Ese día la guardia urbana se había levantado bastante antes de que asomara el sol para controlar las calles. Por primera vez desde hacía varias semanas, el rey pensaba dirigirse a Notre Dame —hacía un año su hermana había decidido que era más prudente que recibiera los sacramentos en su propia capilla— para asistir a una ceremonia para rezar por las almas de todas las víctimas de los demonios. A pesar que desde el Festival de los Bufones el número de ataques había descendido, a la vez que crecía el de piras en las que habían ardido los gitanos, la disciplina entre la guardia era más estricta que nunca. No se sabía cuándo podrían volver a aparecer. Durante los últimos años ya se habían cometido demasiados errores y ni la princesa ni el juez Frollo estaban dispuestos a permitir ningún desliz más.
En resumen, Matthieu había tenido que madrugar, meterse entre pecho y espalda un pan rancio y algo de queso que tampoco tenía muy buen aspecto, encasquetarse la armadura e irse a trabajar con sus compañeros.
Formaban en la calle oscura, cerca de donde trabajaba el panadero, cuyo olor haría gruñir las tripas de Matthieu.
—¡Firmes!
El capitán de la guardia, montado en su impresionante caballo Aquiles, pasó por delante de ellos sin molestarse en contener un bostezo y cierto aire de irritación.
—¡Señores, la seguridad del Rey depende de ustedes! Aunque no se vayan a ocupar de vigilar la calle por donde pasará su Majestad, son tan importantes como cualquiera de sus compañeros. Controlarán las calles y se asegurarán de detener a cualquier… sujeto… peligroso.—El capitán se permitió una sonrisa incómoda—. Ya saben de qué hablo. Si por algún casual se encuentran con una de esas demoníacas criaturas, es su deber proteger a la población, pero también dar la alarma. Entrad a cualquier iglesia y tocad repique. Acudiremos de inmediato a asegurar la zona.
»¿Dudas?
Todos sabían que el capitán era un hombre amable y con mucha experiencia, venido de las guerras.
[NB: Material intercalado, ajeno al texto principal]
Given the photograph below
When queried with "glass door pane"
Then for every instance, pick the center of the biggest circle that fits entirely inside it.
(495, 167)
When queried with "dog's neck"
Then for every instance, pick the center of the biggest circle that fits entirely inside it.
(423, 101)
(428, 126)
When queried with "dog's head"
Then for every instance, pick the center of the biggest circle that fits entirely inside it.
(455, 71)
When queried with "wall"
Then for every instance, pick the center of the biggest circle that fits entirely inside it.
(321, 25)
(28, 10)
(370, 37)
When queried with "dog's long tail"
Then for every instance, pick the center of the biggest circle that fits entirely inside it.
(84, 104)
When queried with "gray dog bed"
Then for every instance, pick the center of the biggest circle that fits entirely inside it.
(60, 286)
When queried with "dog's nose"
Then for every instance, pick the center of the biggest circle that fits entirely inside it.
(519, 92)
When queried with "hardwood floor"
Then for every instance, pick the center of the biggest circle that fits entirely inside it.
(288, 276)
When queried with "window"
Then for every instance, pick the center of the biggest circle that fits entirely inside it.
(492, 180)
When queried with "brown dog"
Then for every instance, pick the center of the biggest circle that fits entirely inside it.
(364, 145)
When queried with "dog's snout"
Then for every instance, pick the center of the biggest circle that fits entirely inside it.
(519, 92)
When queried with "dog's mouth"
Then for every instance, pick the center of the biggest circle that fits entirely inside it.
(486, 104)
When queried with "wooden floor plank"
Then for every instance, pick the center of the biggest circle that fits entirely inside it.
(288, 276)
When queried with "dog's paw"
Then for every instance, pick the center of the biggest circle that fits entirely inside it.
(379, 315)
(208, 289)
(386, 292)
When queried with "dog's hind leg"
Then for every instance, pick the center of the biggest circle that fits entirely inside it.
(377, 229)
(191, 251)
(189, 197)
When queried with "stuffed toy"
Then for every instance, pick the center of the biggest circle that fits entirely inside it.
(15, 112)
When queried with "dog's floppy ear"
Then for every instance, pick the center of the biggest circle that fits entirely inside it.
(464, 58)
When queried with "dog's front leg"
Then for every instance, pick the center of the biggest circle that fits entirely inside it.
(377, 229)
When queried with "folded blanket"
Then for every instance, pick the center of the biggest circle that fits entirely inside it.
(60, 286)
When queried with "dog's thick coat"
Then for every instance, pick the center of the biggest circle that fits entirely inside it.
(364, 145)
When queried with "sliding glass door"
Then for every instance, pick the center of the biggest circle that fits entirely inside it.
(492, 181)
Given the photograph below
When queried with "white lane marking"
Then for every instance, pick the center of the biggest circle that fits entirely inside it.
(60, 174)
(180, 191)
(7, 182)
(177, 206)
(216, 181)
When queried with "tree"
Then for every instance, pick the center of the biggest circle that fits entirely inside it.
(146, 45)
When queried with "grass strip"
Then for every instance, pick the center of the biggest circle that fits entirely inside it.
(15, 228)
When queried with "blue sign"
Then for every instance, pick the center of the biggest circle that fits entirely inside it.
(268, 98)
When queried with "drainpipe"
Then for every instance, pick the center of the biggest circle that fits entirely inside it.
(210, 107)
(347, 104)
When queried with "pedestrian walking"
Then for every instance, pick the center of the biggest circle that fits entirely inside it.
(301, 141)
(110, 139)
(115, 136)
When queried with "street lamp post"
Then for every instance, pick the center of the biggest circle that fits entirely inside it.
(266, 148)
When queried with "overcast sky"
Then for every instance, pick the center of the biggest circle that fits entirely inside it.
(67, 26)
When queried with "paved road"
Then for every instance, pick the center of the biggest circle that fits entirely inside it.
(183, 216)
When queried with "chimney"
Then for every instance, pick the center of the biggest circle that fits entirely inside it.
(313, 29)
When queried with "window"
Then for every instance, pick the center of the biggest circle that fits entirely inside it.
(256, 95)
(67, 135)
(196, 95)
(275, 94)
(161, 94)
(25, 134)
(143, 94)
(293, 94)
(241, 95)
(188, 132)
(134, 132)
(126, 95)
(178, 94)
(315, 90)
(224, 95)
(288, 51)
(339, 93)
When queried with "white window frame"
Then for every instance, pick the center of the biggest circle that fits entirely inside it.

Si querían hablar, respondería, por cansado que estuviera. Quizás verlo así incluso les aliviaría: les recordaba que además de un héroe, era un hombre como cualquiera de ellos.
Si Matthieu no tenía nada que hacer, su compañero Alain se acercaría a él bostezando hasta desencajarse la mandíbula:
—Buenos no-días. ¿A dónde vamos? ¿A la plaza de Notre Dame, al Palacio real… al de justicia…? ¿O vamos a una de las puertas de la muralla?
Cualquier opción era posible, aunque estaban más cerca de la puerta del sur y de la Plaza de Notre Dame, la cual se encontraba más hacia al norte. El Palacio de Justicia estaba al este y el Real al oeste.
¿A dónde preferiría ir? Ah, y si tenía hambre, podían escaquearse —Alain no protestaría—e ir a desayunar algo más contundente.